Debatte über Felsberger Feuerwehr: Ehemaliger Wehrführer Hartmut Wagner kritisiert Mängel bei der Ausstattung

Brenzlig: Das Foto zeigt eine Übung der Feuerwehren Brunslar und Wolfershausen mit Einsatz von Pyrotechnik. Foto: Archiv/nh

Felsberg. Der SPD-Stadtverordnete und ehemalige Wehrführer der Felsberger Feuerwehr Hartmut Wagner hat in der Stadtverordnetenversammlung am Donnerstag den Investitionsstau bei den Felsberger Wehren kritisiert.

Anlass war der Bedarfs- und Entwicklungsplan für den Brandschutz in Felsberg, über den die Stadtverordneten am Donnerstag abstimmten.

„Ich habe bei diesem Werk meine Bedenken“, sagte Wagner. Er wolle den neuen Plan nicht mittragen, weil er nicht glaube, dass er umgesetzt werden könne. Dafür fehle der Stadt Felsberg schlicht das Geld.

Der letzte Brandschutzplan war 2006 aufgestellt worden. Schon damals seien diverse Mängel aufgelistet worden, etwa die zu schmale Torausfahrt am Feuerwehrgebäude in Melgershausen und der fehlende Anbau am Gebäude in Heßlar.
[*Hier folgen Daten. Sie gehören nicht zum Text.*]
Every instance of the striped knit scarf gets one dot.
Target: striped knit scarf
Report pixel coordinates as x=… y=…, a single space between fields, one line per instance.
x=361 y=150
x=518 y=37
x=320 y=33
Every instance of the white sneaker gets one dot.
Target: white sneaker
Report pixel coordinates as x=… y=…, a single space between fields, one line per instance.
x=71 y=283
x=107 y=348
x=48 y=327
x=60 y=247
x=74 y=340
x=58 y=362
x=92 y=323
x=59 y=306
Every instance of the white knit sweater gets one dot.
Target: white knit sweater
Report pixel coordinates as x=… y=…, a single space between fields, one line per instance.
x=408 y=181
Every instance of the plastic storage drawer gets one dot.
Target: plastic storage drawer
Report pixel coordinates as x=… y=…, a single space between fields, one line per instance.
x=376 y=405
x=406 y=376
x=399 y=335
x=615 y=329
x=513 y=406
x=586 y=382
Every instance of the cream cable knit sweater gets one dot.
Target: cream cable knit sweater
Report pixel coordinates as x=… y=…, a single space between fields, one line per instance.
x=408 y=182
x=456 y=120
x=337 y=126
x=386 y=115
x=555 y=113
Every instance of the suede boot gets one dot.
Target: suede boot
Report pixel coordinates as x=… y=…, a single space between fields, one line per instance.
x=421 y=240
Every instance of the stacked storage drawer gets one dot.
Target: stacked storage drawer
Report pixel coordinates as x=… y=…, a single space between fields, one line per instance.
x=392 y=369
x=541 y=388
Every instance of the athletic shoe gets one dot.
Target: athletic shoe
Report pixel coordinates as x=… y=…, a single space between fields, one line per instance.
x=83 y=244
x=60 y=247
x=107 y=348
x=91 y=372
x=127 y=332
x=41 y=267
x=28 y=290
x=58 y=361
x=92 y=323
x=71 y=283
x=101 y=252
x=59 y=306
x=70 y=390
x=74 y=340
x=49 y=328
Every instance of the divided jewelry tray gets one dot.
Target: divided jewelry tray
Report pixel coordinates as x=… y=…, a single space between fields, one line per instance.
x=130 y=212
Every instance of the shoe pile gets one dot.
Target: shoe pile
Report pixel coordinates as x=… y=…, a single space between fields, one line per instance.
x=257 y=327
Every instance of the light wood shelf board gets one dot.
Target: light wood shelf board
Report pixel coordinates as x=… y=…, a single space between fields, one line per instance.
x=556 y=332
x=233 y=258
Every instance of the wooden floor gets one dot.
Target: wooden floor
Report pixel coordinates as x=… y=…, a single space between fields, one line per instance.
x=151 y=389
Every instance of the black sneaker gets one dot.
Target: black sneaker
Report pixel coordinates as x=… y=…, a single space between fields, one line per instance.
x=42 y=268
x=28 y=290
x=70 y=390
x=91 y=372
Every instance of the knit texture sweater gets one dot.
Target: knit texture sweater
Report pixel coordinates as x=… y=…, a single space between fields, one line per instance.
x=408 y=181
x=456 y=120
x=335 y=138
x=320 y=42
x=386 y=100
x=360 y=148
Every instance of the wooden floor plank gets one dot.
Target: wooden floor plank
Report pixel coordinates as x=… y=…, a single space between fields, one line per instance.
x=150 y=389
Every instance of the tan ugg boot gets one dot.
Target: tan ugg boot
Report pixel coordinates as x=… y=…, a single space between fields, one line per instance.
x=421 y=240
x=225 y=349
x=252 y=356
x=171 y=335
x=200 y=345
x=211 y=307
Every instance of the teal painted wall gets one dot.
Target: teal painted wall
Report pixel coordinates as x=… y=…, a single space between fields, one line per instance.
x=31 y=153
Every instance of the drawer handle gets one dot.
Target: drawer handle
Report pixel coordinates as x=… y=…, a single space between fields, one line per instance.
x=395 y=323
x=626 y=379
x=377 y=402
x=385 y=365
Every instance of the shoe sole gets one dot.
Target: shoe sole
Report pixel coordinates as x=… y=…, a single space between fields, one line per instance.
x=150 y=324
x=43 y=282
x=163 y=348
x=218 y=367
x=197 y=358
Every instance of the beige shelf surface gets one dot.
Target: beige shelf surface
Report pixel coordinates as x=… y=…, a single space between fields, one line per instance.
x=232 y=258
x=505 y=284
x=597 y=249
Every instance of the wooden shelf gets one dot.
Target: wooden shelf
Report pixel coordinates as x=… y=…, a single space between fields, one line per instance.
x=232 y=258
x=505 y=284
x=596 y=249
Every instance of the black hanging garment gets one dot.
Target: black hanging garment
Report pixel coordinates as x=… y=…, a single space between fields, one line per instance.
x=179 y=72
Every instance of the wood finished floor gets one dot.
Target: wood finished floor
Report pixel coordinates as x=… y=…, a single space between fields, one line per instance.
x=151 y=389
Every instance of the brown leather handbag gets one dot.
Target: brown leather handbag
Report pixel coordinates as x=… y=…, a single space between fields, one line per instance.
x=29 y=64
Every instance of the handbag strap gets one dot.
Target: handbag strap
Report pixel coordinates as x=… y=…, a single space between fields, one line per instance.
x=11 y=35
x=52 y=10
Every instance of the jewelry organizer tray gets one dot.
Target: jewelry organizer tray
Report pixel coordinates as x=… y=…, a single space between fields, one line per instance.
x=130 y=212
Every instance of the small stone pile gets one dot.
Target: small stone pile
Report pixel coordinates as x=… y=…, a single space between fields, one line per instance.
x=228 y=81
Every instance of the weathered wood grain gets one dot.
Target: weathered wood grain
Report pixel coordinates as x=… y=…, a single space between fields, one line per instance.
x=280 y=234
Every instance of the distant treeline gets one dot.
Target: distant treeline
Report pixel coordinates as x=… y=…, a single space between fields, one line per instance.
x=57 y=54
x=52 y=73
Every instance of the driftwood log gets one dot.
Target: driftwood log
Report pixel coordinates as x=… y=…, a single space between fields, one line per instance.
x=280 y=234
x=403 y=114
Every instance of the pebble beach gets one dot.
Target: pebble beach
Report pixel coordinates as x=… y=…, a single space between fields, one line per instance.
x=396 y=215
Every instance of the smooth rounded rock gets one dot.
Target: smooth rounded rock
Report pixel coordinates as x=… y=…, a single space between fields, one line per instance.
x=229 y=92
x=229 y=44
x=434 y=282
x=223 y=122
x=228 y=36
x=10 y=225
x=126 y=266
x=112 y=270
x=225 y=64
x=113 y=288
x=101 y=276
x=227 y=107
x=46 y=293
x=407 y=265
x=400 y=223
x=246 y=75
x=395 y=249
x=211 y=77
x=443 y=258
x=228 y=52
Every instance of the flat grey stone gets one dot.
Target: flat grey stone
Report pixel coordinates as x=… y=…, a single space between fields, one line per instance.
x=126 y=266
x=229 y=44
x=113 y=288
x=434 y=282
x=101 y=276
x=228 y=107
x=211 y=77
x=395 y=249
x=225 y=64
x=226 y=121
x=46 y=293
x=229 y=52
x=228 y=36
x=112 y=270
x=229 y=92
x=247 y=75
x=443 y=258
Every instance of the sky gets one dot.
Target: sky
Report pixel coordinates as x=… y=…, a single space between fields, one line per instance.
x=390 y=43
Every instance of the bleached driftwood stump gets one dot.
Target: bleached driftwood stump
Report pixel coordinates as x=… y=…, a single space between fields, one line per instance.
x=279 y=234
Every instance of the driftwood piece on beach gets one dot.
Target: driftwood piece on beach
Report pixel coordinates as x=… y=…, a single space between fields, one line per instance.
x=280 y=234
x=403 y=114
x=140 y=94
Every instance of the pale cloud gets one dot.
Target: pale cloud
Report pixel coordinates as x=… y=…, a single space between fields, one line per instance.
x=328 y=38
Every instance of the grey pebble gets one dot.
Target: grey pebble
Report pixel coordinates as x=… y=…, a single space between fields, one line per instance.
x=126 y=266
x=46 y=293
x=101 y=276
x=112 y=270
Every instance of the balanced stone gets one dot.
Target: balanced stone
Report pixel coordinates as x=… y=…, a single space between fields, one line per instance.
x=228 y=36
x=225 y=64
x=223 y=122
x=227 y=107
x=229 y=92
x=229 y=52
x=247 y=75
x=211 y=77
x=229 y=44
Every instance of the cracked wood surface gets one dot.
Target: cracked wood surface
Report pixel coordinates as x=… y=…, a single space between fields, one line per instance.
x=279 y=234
Diese und diverse andere Mängel seien immer noch nicht behoben worden: „Die stehen im neuen Plan wieder drin“, sagte Wagner, der Anfang 2013 aus seinem Amt als Wehrführer entlassen war. Er rechnete vor, dass für den Brandschutz in den kommenden fünf Jahren Investitionen in Höhe von 3,5 Millionen Euro auf die Stadt zukommen würden.

Lob für den neuen Bedarfs- und Entwicklungsplan für den Brandschutz gab es hingegen von anderen Stadtverordneten. Sie stellten klar, dass die Felsberger Feuerwehren mit ihrer derzeitigen Ausstattung grundsätzlich in der Lage seien, ihre Aufgabe zu erfüllen.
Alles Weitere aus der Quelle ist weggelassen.